Руки на животе. Дрожат. Потому что внутри – не спокойствие. Внутри – ураган. Страх, злость, тоска по Магомеду, ненависть к Рустаму, и – под всем этим, на самом дне, там где я прячу то что не хочу видеть – облегчение.
Облегчение что он нашел.
Облегчение что не нужно больше бежать.
Облегчение что его голос – тот самый, хриплый, низкий, от которого мурашки вдоль позвоночника – снова рядом.

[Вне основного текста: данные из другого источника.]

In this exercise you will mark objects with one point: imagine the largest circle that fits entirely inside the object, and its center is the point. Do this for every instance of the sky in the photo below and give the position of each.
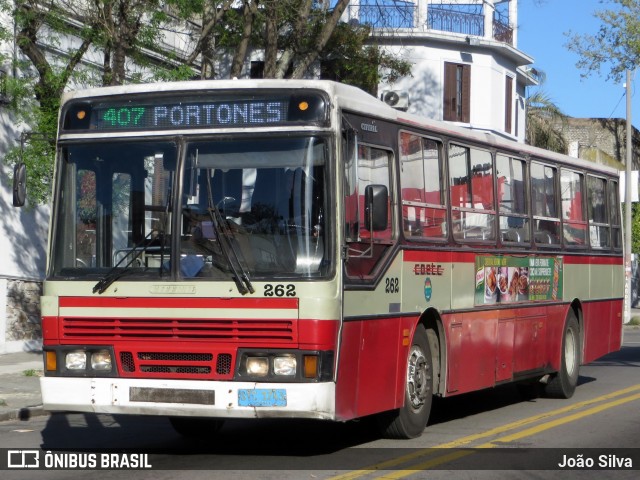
(542, 29)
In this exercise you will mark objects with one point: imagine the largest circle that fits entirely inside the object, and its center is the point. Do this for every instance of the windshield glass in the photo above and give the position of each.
(266, 196)
(113, 207)
(248, 209)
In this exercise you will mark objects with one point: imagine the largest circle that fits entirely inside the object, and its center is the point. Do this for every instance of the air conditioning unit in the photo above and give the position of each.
(398, 99)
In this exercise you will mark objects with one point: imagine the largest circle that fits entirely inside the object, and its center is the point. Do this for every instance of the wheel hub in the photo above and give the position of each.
(418, 379)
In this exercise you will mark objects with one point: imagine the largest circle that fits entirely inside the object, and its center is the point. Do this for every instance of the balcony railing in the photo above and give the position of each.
(398, 15)
(502, 33)
(455, 22)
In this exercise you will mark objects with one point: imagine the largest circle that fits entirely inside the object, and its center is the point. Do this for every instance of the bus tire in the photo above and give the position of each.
(563, 383)
(410, 420)
(196, 427)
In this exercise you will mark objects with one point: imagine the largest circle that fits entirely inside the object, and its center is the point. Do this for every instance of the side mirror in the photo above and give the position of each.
(19, 184)
(376, 201)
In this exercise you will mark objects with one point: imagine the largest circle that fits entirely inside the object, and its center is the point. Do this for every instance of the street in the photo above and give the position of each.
(488, 434)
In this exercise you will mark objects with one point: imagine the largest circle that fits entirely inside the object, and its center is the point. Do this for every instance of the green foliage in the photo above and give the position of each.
(616, 45)
(544, 123)
(635, 227)
(125, 31)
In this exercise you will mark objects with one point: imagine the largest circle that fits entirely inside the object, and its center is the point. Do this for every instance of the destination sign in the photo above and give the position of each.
(190, 115)
(190, 112)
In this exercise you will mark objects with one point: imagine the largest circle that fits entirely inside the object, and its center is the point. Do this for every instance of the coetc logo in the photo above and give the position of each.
(428, 289)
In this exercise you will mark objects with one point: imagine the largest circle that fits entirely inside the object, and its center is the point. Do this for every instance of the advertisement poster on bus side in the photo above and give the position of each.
(507, 279)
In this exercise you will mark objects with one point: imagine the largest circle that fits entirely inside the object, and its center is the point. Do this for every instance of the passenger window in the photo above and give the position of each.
(599, 234)
(471, 194)
(614, 215)
(546, 222)
(514, 215)
(574, 227)
(424, 213)
(366, 248)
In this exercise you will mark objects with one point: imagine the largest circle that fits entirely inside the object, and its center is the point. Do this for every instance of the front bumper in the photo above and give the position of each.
(184, 398)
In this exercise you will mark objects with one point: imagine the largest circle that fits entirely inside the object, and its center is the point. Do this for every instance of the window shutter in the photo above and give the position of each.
(466, 94)
(449, 100)
(508, 104)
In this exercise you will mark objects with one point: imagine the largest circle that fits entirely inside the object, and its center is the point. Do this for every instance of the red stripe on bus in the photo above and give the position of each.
(468, 257)
(438, 256)
(182, 302)
(581, 260)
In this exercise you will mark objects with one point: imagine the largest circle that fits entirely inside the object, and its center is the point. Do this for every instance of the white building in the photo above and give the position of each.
(467, 69)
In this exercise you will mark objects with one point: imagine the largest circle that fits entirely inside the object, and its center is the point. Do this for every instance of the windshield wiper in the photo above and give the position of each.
(225, 237)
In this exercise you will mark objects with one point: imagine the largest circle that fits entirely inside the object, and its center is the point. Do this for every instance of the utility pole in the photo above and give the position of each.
(627, 209)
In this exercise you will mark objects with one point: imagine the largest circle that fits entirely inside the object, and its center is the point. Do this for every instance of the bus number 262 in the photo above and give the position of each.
(279, 290)
(392, 285)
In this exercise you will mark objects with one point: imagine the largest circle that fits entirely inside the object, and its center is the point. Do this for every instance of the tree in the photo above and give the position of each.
(120, 29)
(122, 40)
(544, 123)
(616, 46)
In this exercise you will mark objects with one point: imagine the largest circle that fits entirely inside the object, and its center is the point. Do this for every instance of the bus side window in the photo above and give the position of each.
(599, 230)
(614, 214)
(424, 211)
(471, 194)
(365, 247)
(574, 229)
(546, 223)
(514, 215)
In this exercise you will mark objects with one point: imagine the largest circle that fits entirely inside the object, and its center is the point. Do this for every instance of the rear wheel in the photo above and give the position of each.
(411, 419)
(196, 427)
(563, 384)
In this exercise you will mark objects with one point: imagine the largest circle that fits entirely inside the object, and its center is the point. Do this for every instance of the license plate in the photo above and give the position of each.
(262, 397)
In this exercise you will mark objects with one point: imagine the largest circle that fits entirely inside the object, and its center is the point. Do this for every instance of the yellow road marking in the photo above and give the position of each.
(494, 431)
(499, 442)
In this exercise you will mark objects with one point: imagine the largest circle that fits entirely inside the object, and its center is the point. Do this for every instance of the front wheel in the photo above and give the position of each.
(563, 384)
(410, 420)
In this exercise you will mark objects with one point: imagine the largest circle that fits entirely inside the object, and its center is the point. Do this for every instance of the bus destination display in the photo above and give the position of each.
(193, 113)
(190, 115)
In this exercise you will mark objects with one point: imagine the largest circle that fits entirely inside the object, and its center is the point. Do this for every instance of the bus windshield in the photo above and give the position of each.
(255, 206)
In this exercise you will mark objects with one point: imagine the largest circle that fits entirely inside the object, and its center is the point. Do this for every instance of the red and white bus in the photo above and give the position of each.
(265, 248)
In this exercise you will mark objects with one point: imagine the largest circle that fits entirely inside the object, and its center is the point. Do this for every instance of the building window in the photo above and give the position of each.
(257, 70)
(3, 87)
(457, 89)
(508, 104)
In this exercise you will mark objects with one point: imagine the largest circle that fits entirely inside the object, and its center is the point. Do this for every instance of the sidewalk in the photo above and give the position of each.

И это облегчение – это предательство. Предательство Магомеда, который стоял перед дулом и говорил «убей меня, но её не тронь». Предательство себя – той Насти, которая пять месяцев строила новую жизнь и почти построила. Предательство ребенка, которому я обещала – «никуда не уйду».
Не ушла. Он пришел. И я – облегчена.
Есть диагноз, от которого не существует лекарства: любить того, кто тебя уничтожил. Не прощать – любить. Разница в том что прощение – это решение разума, а любовь – болезнь тела, и тело не слушает разум, и не слушает условия, и не слушает пять пунктов, записанных на салфетке.

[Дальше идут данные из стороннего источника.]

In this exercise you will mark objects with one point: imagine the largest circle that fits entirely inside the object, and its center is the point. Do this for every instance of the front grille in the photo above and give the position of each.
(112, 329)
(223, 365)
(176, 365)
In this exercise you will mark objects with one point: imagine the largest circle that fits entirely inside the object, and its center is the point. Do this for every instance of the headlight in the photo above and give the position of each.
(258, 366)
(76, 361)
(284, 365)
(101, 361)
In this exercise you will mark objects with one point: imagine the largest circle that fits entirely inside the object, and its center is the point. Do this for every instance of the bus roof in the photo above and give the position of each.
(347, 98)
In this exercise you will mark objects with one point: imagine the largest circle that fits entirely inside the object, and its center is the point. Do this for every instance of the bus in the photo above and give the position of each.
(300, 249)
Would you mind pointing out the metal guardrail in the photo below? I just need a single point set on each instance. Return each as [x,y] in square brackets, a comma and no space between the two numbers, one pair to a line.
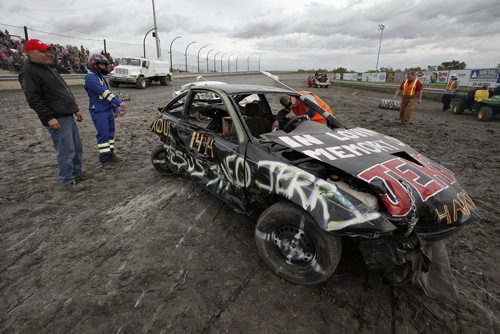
[13,77]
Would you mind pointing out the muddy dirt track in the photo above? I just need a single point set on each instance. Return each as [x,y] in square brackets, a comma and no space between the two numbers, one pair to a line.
[140,253]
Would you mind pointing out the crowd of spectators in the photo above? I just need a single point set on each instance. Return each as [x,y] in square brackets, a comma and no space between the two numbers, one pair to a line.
[67,59]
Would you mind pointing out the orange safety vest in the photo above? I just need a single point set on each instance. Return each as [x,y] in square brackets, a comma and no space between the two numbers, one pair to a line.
[451,84]
[409,89]
[301,108]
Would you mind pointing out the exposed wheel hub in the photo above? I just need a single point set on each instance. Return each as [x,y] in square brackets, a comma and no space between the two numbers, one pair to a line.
[294,244]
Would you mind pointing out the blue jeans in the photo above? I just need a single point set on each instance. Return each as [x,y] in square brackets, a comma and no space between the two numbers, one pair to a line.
[104,122]
[68,148]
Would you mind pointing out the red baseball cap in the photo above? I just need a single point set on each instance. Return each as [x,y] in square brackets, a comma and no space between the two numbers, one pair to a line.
[35,44]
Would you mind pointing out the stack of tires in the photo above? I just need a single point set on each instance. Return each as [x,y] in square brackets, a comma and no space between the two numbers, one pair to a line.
[389,104]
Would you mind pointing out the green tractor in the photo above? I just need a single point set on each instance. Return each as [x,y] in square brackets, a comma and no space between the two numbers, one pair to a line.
[485,109]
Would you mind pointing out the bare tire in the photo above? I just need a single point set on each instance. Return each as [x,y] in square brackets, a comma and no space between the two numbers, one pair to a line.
[163,81]
[294,247]
[160,161]
[141,83]
[458,108]
[484,113]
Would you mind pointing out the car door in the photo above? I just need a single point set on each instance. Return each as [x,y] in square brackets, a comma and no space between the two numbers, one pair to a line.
[211,135]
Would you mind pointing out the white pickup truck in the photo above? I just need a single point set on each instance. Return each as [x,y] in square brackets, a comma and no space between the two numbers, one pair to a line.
[140,71]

Тело слушает только пульс. А пульс ускоряется когда он рядом.
Допиваю кофе. Горький. Крепкий. Его.
Ставлю кружку. Встаю. Иду в свою комнату. Надо собрать вещи. Попрощаться с домом. С горами. С тишиной.
С Марией Исаевой, фармацевтом из города. Которая перестала существовать этой ночью.
Здравствуй, Анастасия Лебедева. Двадцать три года. Беременна. Шрам на запястье. Пять условий в кармане.
Добро пожаловать обратно в ад.
Посмотрим – сгорю на этот раз или научусь ходить по углям.